I’m not saying that’s bad or wrong. In fact, in many cultures, children are not raised by parents alone, but by an entire village of people. However, in our culture that’s not the case, and sadly, we live in a society where the values I hold dear are not necessarily held by everyone. For this, and many other reasons, I always knew that staying home with my kids was the right choice for me.

I have friends who work, and I have friends who stay home. I think they are all good and loving parents – some have just made different choices than I have. It’s not my place to judge or criticize anyone. Unfortunately, I’ve been on the receiving end of plenty of judgment. Back in 2002, when I was first at home with Bee, staying home was not as common as it is now, and I couldn’t believe the things people said to me. At every social gathering, the “What do you do for a living” question inevitably came up, and when my answer was “I stay home with my child,” there was either dead silence and the sound of crickets chirping, or a question along these lines….

“Really?! Don’t you get bored? I mean, what do you do all day?”

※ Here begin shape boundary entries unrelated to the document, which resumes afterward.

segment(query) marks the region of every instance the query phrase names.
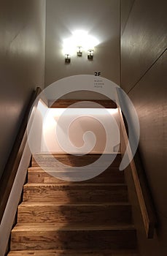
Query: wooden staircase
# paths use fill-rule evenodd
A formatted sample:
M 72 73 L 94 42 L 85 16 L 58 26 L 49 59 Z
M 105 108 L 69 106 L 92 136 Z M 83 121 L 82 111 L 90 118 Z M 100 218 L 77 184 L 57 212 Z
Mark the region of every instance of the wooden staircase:
M 38 156 L 52 167 L 49 154 Z M 71 166 L 88 165 L 97 156 L 54 154 Z M 118 170 L 120 160 L 118 154 L 99 176 L 69 182 L 50 176 L 33 158 L 8 255 L 139 255 L 124 173 Z M 52 171 L 66 173 L 68 167 L 58 165 Z

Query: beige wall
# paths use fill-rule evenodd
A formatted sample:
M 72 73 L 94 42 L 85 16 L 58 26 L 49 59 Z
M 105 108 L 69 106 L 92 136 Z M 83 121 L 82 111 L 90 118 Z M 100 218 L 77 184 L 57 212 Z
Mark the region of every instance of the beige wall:
M 44 86 L 45 0 L 1 1 L 0 176 L 31 94 Z
M 137 224 L 144 256 L 167 255 L 166 7 L 165 0 L 134 1 L 121 38 L 121 85 L 139 115 L 139 150 L 158 220 L 153 240 Z
M 93 61 L 84 53 L 80 58 L 71 56 L 71 64 L 65 64 L 63 40 L 77 29 L 89 31 L 100 44 Z M 45 86 L 65 77 L 98 71 L 102 77 L 120 83 L 120 1 L 48 0 Z

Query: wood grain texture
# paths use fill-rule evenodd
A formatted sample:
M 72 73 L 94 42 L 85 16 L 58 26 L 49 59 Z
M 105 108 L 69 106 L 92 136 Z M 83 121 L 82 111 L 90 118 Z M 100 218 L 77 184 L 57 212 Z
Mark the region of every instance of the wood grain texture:
M 26 250 L 26 251 L 12 251 L 9 256 L 78 256 L 77 250 L 69 249 L 50 249 L 50 250 Z M 139 256 L 136 250 L 119 249 L 119 250 L 82 250 L 79 251 L 79 256 Z
M 35 154 L 32 158 L 31 165 L 32 167 L 62 167 L 62 165 L 59 164 L 63 163 L 66 165 L 73 166 L 73 167 L 79 167 L 88 165 L 92 163 L 94 163 L 96 160 L 98 160 L 101 157 L 101 154 L 87 154 L 83 156 L 79 155 L 72 155 L 70 154 L 58 154 L 58 153 L 42 153 L 42 154 Z M 110 165 L 113 167 L 119 167 L 120 162 L 121 159 L 120 154 L 106 154 L 104 157 L 105 159 L 105 164 L 106 162 L 110 162 L 111 159 L 114 160 Z M 114 158 L 115 157 L 115 158 Z M 36 162 L 37 160 L 38 163 Z M 100 167 L 103 166 L 104 162 L 101 162 L 100 164 L 97 164 L 96 167 Z
M 11 249 L 104 249 L 136 248 L 132 225 L 39 224 L 17 225 L 12 231 Z
M 131 223 L 128 203 L 101 204 L 58 204 L 53 202 L 24 202 L 18 207 L 19 223 Z
M 27 184 L 23 200 L 66 203 L 103 203 L 128 200 L 127 187 L 117 184 Z
M 62 183 L 63 181 L 58 178 L 61 174 L 68 175 L 70 171 L 70 176 L 76 177 L 78 172 L 76 170 L 72 171 L 69 170 L 68 167 L 57 167 L 56 169 L 47 168 L 47 170 L 44 170 L 40 167 L 30 167 L 28 170 L 28 181 L 29 183 Z M 89 174 L 88 171 L 88 174 Z M 58 178 L 55 178 L 58 177 Z M 67 181 L 65 181 L 67 182 Z M 84 183 L 85 181 L 79 181 Z M 87 183 L 124 183 L 124 172 L 120 171 L 117 167 L 109 167 L 98 176 L 88 179 Z
M 50 166 L 50 155 L 39 157 Z M 82 165 L 98 157 L 89 154 L 82 159 Z M 69 161 L 69 154 L 56 157 L 63 162 Z M 77 157 L 72 159 L 73 164 L 79 162 Z M 136 255 L 136 233 L 127 186 L 124 173 L 118 171 L 120 161 L 119 154 L 99 176 L 101 178 L 90 182 L 61 182 L 41 167 L 30 167 L 23 202 L 18 206 L 18 224 L 11 233 L 9 255 L 15 252 L 19 256 L 19 250 L 23 255 Z M 36 165 L 34 159 L 32 162 Z M 50 173 L 68 170 L 50 169 Z M 117 183 L 117 179 L 121 182 Z

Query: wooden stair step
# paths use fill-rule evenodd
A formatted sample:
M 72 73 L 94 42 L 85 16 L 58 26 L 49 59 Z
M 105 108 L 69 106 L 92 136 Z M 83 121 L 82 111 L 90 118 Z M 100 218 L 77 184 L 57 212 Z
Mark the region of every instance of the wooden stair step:
M 88 170 L 89 174 L 91 170 Z M 70 176 L 69 175 L 70 173 Z M 63 175 L 62 175 L 63 174 Z M 66 175 L 67 174 L 67 176 Z M 63 176 L 76 177 L 78 172 L 66 168 L 47 168 L 47 171 L 40 167 L 30 167 L 28 170 L 28 182 L 30 183 L 62 183 L 62 180 L 58 177 Z M 85 173 L 87 177 L 87 173 Z M 57 178 L 55 178 L 57 177 Z M 102 182 L 102 183 L 124 183 L 124 172 L 120 171 L 117 167 L 109 168 L 96 177 L 88 179 L 86 182 Z M 85 182 L 85 181 L 82 181 Z
M 11 251 L 9 256 L 139 256 L 136 250 L 27 250 Z
M 124 184 L 34 184 L 23 188 L 23 201 L 61 203 L 112 203 L 128 200 Z
M 136 248 L 131 225 L 17 224 L 12 230 L 11 250 L 125 249 Z
M 109 163 L 111 159 L 114 159 L 115 157 L 110 165 L 112 167 L 120 166 L 121 161 L 120 154 L 106 154 L 104 155 L 105 159 L 104 159 L 103 162 Z M 38 167 L 42 165 L 46 167 L 62 167 L 61 165 L 60 165 L 60 162 L 73 167 L 85 166 L 94 163 L 101 156 L 101 154 L 87 154 L 83 156 L 79 156 L 72 155 L 70 154 L 36 153 L 34 154 L 32 157 L 31 166 Z M 36 159 L 37 159 L 38 163 L 36 162 Z M 56 159 L 57 161 L 55 161 Z M 101 165 L 98 164 L 96 167 L 104 166 L 103 162 L 101 162 Z
M 58 204 L 53 202 L 23 202 L 18 206 L 18 223 L 131 223 L 128 203 Z

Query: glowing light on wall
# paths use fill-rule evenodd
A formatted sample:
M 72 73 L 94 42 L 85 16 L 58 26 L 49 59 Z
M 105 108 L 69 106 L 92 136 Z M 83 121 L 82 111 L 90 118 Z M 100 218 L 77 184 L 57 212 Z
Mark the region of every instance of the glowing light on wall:
M 99 41 L 98 39 L 88 34 L 87 31 L 77 30 L 72 33 L 71 37 L 63 40 L 63 56 L 71 56 L 77 53 L 77 55 L 78 56 L 82 56 L 82 51 L 88 52 L 91 50 L 94 52 L 95 47 L 98 44 Z

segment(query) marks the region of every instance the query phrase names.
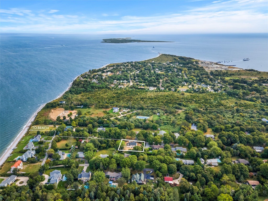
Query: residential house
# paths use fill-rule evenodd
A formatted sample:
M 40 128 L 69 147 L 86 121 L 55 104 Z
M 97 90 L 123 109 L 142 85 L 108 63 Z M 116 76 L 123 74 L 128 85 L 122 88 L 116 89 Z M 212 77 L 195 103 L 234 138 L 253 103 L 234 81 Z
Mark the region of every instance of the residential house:
M 183 163 L 186 165 L 191 165 L 195 163 L 192 160 L 184 160 L 184 159 L 183 159 L 181 160 L 181 161 Z
M 18 169 L 22 169 L 23 165 L 22 163 L 22 161 L 20 160 L 19 160 L 16 161 L 15 164 L 11 166 L 11 171 L 12 171 L 15 168 L 18 168 Z
M 118 87 L 119 87 L 119 86 L 118 86 Z M 124 87 L 123 86 L 123 87 Z M 113 108 L 113 112 L 118 112 L 118 111 L 119 111 L 119 108 L 118 108 L 114 107 Z
M 77 152 L 77 154 L 78 155 L 79 158 L 83 158 L 85 157 L 84 152 L 82 152 L 81 151 L 79 151 Z
M 31 158 L 35 155 L 35 150 L 28 150 L 25 152 L 20 157 L 20 159 L 23 161 L 25 162 L 28 158 Z
M 137 143 L 133 141 L 129 141 L 126 143 L 126 147 L 133 148 L 135 146 L 137 146 Z
M 263 118 L 262 119 L 262 120 L 263 121 L 265 121 L 266 123 L 268 123 L 268 120 L 267 120 L 265 118 Z
M 40 135 L 39 134 L 36 135 L 34 137 L 34 139 L 33 140 L 33 142 L 39 142 L 42 138 L 42 136 Z
M 122 177 L 122 173 L 121 172 L 117 173 L 115 172 L 111 172 L 110 171 L 106 172 L 105 176 L 109 177 L 109 179 L 111 181 L 116 181 Z
M 142 184 L 144 182 L 144 175 L 143 173 L 137 173 L 132 175 L 131 182 L 135 181 L 139 184 Z
M 212 139 L 214 139 L 215 137 L 213 135 L 205 135 L 205 137 L 207 138 L 208 137 L 211 137 Z
M 83 181 L 89 181 L 91 179 L 91 172 L 90 171 L 88 173 L 85 172 L 78 174 L 77 178 L 79 180 L 82 180 Z
M 214 166 L 217 166 L 218 161 L 217 159 L 207 159 L 207 165 L 209 165 L 211 164 Z
M 99 131 L 105 131 L 105 128 L 98 128 L 97 129 L 97 132 L 98 132 Z
M 152 146 L 152 149 L 153 150 L 158 150 L 160 148 L 163 149 L 164 146 L 163 145 L 159 145 L 159 144 L 158 145 L 154 145 Z
M 252 181 L 251 180 L 247 180 L 247 185 L 251 185 L 252 187 L 252 188 L 255 189 L 255 187 L 257 185 L 260 184 L 260 183 L 257 181 Z
M 181 152 L 187 152 L 187 150 L 186 148 L 183 148 L 182 147 L 176 147 L 174 148 L 171 148 L 171 151 L 175 151 L 175 152 L 176 152 L 176 151 L 177 150 L 180 150 Z
M 109 156 L 109 155 L 107 154 L 100 154 L 100 158 L 104 158 L 106 157 L 108 157 Z
M 243 163 L 245 165 L 249 165 L 250 163 L 248 161 L 247 161 L 245 159 L 242 159 L 239 158 L 239 159 L 237 159 L 235 161 L 234 161 L 233 162 L 237 164 L 239 163 Z
M 263 150 L 264 148 L 262 147 L 253 147 L 253 149 L 255 150 L 256 152 L 261 152 Z
M 10 185 L 12 183 L 15 181 L 17 178 L 16 175 L 11 175 L 4 180 L 0 184 L 0 186 L 6 186 L 8 185 Z
M 61 157 L 61 158 L 59 159 L 60 161 L 62 161 L 64 159 L 64 155 L 65 155 L 65 152 L 59 150 L 56 152 L 55 153 L 58 154 Z
M 169 177 L 164 177 L 164 181 L 165 182 L 169 184 L 173 183 L 173 178 Z
M 49 177 L 49 179 L 50 179 L 50 184 L 54 184 L 57 183 L 57 184 L 61 180 L 61 179 L 62 174 L 61 173 L 61 170 L 55 170 L 50 173 L 50 176 Z
M 159 131 L 159 135 L 163 135 L 164 133 L 166 133 L 166 132 L 165 131 Z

Do you know who nearly all of the comments of this type came from? Working mothers.

Just yesterday, I received an e-mail from a very sweet, lovely young woman, who is a new reader here. She used to work, and when she did, she felt confident and sure of herself, but since becoming a SAHM, she’s having a crisis of confidence. She said,

“I often get criticized for being a SAHM. (People say) What do you do all day? My child needs more stimulation and activity? I would be so bored and feel so unimportant? On and on. But I feel I can’t say anything back because I am truly the minority on this topic and the back lash would be relentless.”

This is exactly what I’m talking about, and exactly the reason for yesterday’s post. In our society, stay-at-home mothers are not respected as they should be, for doing a very, very important job. I think the comments on the CNN article pretty much speak for themselves. Is it any wonder that we get defensive and upset? On the other hand, my friends who are working mothers get upset when stay-at-home moms insinuate that they’re selfish because they work. It goes both ways.

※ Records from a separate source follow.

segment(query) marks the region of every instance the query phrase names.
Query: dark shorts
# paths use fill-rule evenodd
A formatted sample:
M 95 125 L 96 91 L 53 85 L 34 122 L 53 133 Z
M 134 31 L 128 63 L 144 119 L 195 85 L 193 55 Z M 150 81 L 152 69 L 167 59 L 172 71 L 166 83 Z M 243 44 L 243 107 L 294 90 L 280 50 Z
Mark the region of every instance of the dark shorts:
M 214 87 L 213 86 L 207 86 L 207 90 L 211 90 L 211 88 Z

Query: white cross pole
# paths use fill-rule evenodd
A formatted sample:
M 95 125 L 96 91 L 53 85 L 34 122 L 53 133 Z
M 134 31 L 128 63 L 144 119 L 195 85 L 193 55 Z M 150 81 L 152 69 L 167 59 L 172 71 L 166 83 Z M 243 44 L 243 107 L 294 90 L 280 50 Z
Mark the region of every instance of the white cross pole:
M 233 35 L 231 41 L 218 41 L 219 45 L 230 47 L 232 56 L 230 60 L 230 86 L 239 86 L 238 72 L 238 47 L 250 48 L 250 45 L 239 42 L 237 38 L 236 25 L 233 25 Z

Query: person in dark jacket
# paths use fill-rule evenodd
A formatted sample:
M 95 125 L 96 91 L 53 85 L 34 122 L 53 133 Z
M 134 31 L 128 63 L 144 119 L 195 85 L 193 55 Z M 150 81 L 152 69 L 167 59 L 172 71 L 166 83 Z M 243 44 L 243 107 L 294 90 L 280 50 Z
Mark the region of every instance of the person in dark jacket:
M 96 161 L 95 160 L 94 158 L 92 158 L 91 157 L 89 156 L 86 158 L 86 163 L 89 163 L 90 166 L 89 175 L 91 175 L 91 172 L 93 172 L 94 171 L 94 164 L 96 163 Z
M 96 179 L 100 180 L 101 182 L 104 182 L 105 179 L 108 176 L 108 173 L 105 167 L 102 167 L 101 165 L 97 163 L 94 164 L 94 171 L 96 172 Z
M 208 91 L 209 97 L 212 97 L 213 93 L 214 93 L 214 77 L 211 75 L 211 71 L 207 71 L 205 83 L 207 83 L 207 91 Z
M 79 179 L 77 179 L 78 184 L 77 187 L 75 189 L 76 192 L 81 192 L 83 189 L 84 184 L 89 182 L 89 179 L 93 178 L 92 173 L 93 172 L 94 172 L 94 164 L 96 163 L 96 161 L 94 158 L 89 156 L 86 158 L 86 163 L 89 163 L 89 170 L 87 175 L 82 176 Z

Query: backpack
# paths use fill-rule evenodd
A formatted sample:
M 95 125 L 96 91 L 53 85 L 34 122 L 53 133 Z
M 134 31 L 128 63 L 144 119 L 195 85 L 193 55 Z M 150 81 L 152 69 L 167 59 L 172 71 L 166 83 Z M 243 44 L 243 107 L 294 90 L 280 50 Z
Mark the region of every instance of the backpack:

Why all of this hostility among mothers? We all want the best for our children, and we all have different life circumstances. We also live in a country where mothers and children are not highly valued. The only way that all of us, on both sides of the so-called “mommy divide” can survive, is if we unite to support and encourage each other.

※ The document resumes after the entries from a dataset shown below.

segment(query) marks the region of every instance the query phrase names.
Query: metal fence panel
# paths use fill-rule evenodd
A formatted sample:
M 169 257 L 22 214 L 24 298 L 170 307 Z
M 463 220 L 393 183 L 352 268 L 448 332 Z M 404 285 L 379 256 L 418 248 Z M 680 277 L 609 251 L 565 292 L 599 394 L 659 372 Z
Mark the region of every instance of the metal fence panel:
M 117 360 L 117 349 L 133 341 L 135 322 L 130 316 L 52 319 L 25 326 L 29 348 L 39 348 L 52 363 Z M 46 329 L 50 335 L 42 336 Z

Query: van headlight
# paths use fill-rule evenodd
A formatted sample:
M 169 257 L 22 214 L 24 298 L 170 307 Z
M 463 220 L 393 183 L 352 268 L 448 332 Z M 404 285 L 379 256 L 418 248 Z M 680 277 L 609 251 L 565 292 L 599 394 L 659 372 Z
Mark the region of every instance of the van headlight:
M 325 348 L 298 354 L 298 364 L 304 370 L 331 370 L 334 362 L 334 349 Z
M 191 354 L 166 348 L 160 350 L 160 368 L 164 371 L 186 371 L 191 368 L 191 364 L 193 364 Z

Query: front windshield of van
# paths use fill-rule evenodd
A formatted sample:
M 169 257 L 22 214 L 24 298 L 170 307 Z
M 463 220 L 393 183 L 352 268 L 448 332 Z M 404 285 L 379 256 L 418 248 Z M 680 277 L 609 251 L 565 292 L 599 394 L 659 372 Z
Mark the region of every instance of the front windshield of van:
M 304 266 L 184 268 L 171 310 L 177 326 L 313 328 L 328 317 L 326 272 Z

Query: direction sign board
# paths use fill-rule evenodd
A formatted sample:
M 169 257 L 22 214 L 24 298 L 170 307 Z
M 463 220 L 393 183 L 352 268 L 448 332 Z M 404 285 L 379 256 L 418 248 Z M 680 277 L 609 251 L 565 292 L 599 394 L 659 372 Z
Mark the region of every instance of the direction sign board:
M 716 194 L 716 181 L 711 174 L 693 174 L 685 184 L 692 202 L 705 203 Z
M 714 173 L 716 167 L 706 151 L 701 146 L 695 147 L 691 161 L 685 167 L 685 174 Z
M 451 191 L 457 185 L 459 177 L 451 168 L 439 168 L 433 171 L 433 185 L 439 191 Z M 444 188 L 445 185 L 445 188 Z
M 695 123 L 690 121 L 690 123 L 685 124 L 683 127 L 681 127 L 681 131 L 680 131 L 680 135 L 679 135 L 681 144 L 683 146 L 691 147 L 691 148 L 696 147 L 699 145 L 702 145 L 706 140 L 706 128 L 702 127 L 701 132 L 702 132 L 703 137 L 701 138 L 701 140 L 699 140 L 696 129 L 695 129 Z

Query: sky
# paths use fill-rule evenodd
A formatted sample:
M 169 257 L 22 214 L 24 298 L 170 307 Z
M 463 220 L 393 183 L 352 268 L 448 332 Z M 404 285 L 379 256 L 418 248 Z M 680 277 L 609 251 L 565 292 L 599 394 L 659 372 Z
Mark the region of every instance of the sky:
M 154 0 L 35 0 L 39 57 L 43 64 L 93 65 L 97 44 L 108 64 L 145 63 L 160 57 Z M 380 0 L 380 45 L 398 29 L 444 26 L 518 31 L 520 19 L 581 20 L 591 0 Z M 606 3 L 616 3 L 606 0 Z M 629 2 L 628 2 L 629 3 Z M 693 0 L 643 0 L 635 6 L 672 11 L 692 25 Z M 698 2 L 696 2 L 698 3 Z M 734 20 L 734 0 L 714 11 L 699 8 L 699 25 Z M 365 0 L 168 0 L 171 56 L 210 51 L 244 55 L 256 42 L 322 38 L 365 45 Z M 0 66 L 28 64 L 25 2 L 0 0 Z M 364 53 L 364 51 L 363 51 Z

To my reader, who wants to know how she can build confidence in her role as a stay-at-home mother, I can only say this – if you believe in what you’re doing, and you recognize its importance, that will come across in your interactions with people. There is support here for you, and you’re not alone. And when people criticize your choices, you’re welcome to use my standard response…

“Well, I’m happy, and my family is happy, so I think we’re doing OK.”